Bioinformatics

Exploiting genomic data to understand viral evolution

An unusual algal virus

We isolated a high copy number viral genome from an algal cell whose genome was sequenced with the phi29 polymerase (Yoon et al., 2011). Some of its genomic architecture resembles a geminivirus (an ambisense geneome with a putative Rep gene in the complementary sense), but also has strong similarities to characterized animal circoviruses: a similar stem-loop including an identical origin of replication (CAGTATTAC) to canary circovirus and a basic residue-rich N-terminus to the predicted protein product of the unknown ORF, just like circovirus coat proteins. However, the putative replication-associated protein has the greatest similarity to Rep proteins of nanoviruses, a third family of ssDNA viruses. The novel genome has no homology with known algal viruses, and currently defies classification.

Novel ssDNA virus discovery

The recent commercialization of a polymerase (isolated from phage phi29) that preferentially amplifies circular single-stranded DNA has led to a new age in the discovery and taxonomy of ssDNA viruses, most of which have small, circular genomes. We and our collaborators are searching for novel ssDNA viruses both where we expect to find them them (in the insect vectors that transmit plant pathogenic ssDNA geminiviruses) and in metagenomic data sets. We are very interested in understanding how various ssDNA virus families are related to one another and assessing the ease of gene flow between these distinct kinds of ssDNA viruses.

RNA viruses evolve quickly and RNA viruses are small (always less than ~32 kb, usually less than ~15 kb). Both of these traits are attributed to the high mutation rate of RNA viruses, which itself is attributed to the lack of proofreading of RNA polymerases and the inability of error-correction enzymes to operate on RNA. However, there are other kinds of size-limited viruses, such as ssDNA viruses; none larger than ~25kb have been found. Through our research and the work of other groups, we now know many ssDNA viruses evolve as quickly as RNA viruses. How do ssDNA viruses have similar sizes and similar evolutionary dynamics as RNA viruses when they are not replicated with RNA polymerases. Do ssDNA viruses have high mutation rates, and if so, how do they achieve them when they are replicated with host cellular DNA polymerases? Are ssDNA viruses size limited for the similar reasons as the similarly sized RNA viruses? We use both experimental and bioinformatic approaches to this question.

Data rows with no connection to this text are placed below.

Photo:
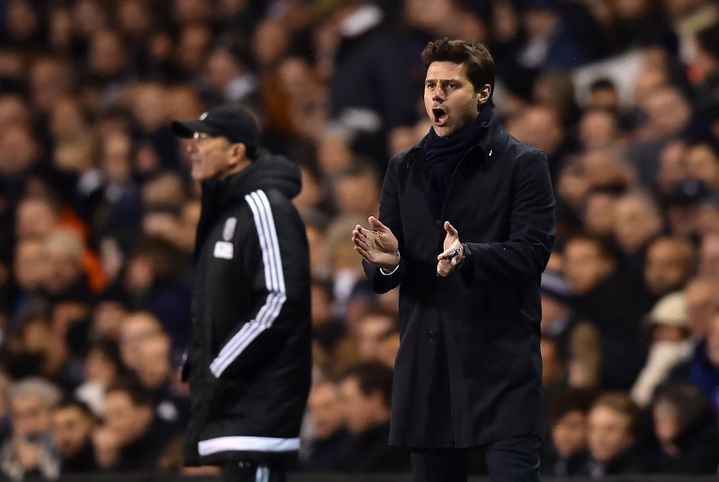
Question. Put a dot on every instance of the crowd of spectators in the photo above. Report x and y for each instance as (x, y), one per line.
(98, 213)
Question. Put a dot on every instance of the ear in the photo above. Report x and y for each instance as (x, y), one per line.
(483, 95)
(238, 153)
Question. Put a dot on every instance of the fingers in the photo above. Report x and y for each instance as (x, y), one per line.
(444, 268)
(450, 229)
(448, 254)
(363, 252)
(376, 224)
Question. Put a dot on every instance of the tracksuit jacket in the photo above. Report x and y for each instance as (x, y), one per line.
(249, 359)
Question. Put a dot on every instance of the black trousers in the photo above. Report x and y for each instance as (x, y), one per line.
(252, 472)
(509, 460)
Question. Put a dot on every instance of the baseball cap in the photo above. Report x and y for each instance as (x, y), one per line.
(232, 122)
(671, 310)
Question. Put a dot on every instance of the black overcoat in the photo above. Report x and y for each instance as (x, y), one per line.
(468, 370)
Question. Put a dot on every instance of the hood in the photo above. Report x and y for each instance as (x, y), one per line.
(268, 172)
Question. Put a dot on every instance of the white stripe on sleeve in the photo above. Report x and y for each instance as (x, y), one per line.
(274, 282)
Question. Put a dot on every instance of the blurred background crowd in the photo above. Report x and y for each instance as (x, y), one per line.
(98, 215)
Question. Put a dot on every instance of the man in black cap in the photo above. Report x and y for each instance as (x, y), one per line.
(249, 359)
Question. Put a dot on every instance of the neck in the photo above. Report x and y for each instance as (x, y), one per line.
(240, 166)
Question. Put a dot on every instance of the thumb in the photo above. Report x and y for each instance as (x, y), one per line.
(450, 229)
(376, 224)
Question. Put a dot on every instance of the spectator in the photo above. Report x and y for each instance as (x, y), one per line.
(702, 297)
(372, 327)
(592, 275)
(684, 426)
(670, 346)
(155, 374)
(365, 393)
(72, 425)
(136, 436)
(567, 413)
(613, 425)
(329, 435)
(668, 265)
(31, 451)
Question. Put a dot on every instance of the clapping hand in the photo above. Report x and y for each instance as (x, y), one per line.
(377, 245)
(453, 254)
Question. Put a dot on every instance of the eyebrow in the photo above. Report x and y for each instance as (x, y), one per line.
(442, 80)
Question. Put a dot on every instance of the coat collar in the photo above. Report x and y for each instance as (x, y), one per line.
(490, 145)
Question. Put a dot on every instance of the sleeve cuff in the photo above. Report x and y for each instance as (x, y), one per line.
(393, 270)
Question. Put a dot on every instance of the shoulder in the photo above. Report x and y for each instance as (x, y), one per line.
(522, 152)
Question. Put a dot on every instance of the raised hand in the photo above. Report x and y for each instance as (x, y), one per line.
(453, 252)
(377, 245)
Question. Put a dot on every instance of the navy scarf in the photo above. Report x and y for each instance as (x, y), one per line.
(442, 154)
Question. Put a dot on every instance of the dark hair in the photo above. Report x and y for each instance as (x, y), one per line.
(83, 407)
(704, 141)
(604, 248)
(708, 40)
(138, 394)
(475, 56)
(602, 83)
(569, 400)
(622, 403)
(689, 403)
(372, 377)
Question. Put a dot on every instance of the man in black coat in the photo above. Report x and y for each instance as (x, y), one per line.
(465, 229)
(249, 359)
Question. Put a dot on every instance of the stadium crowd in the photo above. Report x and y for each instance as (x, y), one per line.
(98, 213)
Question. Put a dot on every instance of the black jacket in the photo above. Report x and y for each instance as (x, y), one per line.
(249, 358)
(468, 370)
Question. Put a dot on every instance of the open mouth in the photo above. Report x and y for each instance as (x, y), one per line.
(440, 115)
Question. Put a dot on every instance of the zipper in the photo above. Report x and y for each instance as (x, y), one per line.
(451, 185)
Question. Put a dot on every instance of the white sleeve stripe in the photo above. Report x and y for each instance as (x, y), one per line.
(274, 281)
(219, 364)
(270, 233)
(264, 246)
(266, 243)
(273, 236)
(266, 314)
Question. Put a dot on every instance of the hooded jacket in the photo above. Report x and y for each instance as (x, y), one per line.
(249, 358)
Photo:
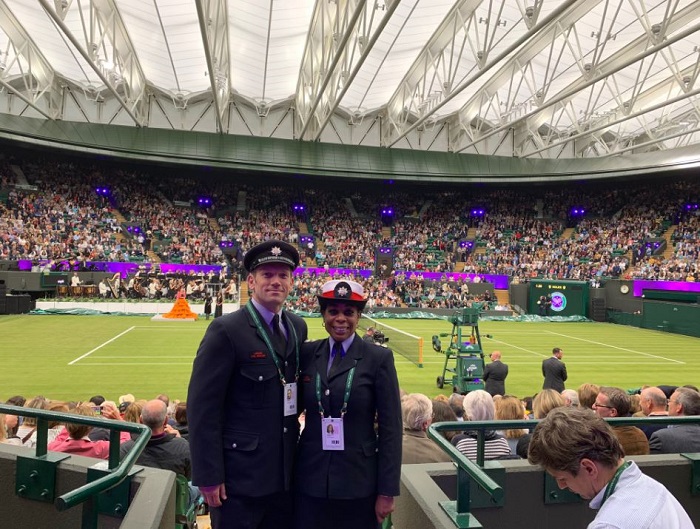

We use a Bayesian MCMC phylogenetics program called BEAST to analyze viral sequences sampled from nature at different times to estimate the rate of molecular evolution in RNA and ssDNA viruses. It calculates a distribution of the most likely nucleotide substitution rate: the number of fixed mutations (substitutions) per site per year. If the evolution is completely neutral, then the substitution rate only reflects the mutation rate, so organisms that have a high neutral substitution rate must have a high mutation rate. If there is substantial positive selection -- when a virus is adapting to a novel host, perhaps -- then the substitution rate can be higher than the neutral substitution rate. Conversely, if there is purifying selection, as occurs in important protein-coding genes, the the substitution rate will be lower than the neutral substitution rate as most mutations are selected against and lost from the population. While viral sequences in GenBank don’t immediately tell us anything about the mutation rate of their species, nucleotide substitution rates offers us a window onto mutation rates and rooted phylogenies contain some information on mutational dynamics. These results inform the design of our wet lab experiments on fast-evolving viral population diversity and mutation rates.